Why don’t more young people respond to the urgency and rewards that come with such   exciting work – the development of digital protection and detection technologies for the whole civilized world?

It’s partly because we have to make a better, clearer case. We need hard science skills and hard coding chops, but you don’t have to be a computer science or mathematics major to contribute to this industry. Look at me. I understand technology and know how to communicate its powers – and when the tech arena gets more good communicators, the public will better understand this field and more importantly, why it is so important to them personally and professionally.

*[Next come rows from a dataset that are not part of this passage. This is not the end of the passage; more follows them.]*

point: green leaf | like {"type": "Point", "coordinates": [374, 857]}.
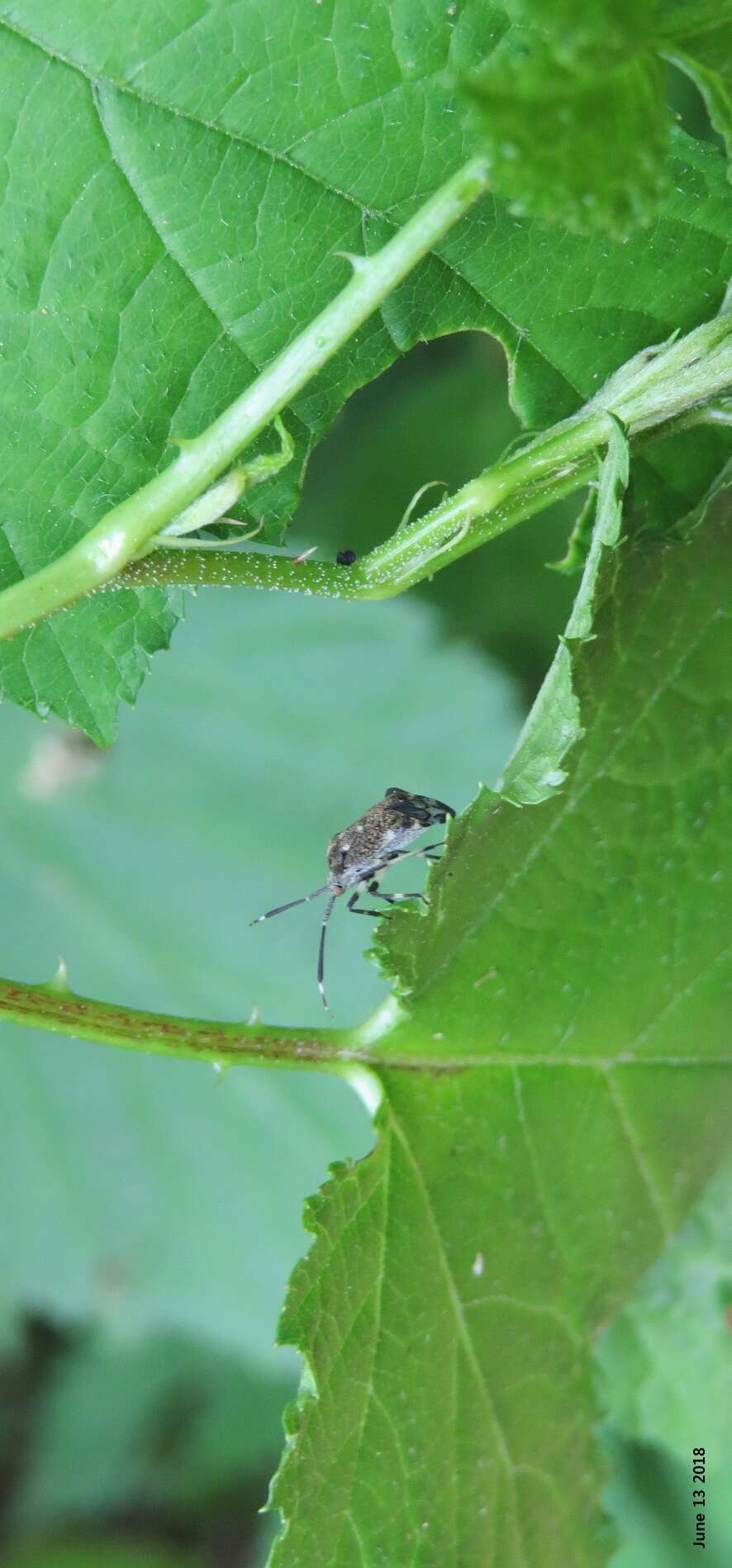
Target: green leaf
{"type": "Point", "coordinates": [181, 232]}
{"type": "Point", "coordinates": [700, 43]}
{"type": "Point", "coordinates": [143, 867]}
{"type": "Point", "coordinates": [585, 151]}
{"type": "Point", "coordinates": [535, 770]}
{"type": "Point", "coordinates": [557, 1090]}
{"type": "Point", "coordinates": [168, 1424]}
{"type": "Point", "coordinates": [677, 1318]}
{"type": "Point", "coordinates": [97, 1554]}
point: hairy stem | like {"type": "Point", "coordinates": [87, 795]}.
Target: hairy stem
{"type": "Point", "coordinates": [55, 1007]}
{"type": "Point", "coordinates": [126, 529]}
{"type": "Point", "coordinates": [654, 389]}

It’s partly because private industry and higher education need to up their collaboration game. When McAfee piloted cybersecurity coursework with Cal Poly and my alma mater, Oregon State, the classes we designed filled up in 15 minutes. So we know we can ignite the next generation’s interest. We, as an industry, ought to work with more universities to proactively develop and disseminate cybersecurity curriculum.

And I think we have to reach young people sooner. When I talk to students in middle school and high school I tell them a cybersecurity career offers a chance to fight bad guys, yes. It rewards adrenalin junkies, yes. But it also makes you a caretaker, teacher and a hero all at once.

If in the 8th or 9th grade I had heard that pitch, who knows how much more quickly I might have gravitated to the career I love today. If today’s 8th or 9th graders hear it, I hope they’ll consider joining me.

Cybersecurity is more than lines of code. It’s keeping people and corporations safe and teaching them how to keep themselves safe. It’s what I do, and I want more company.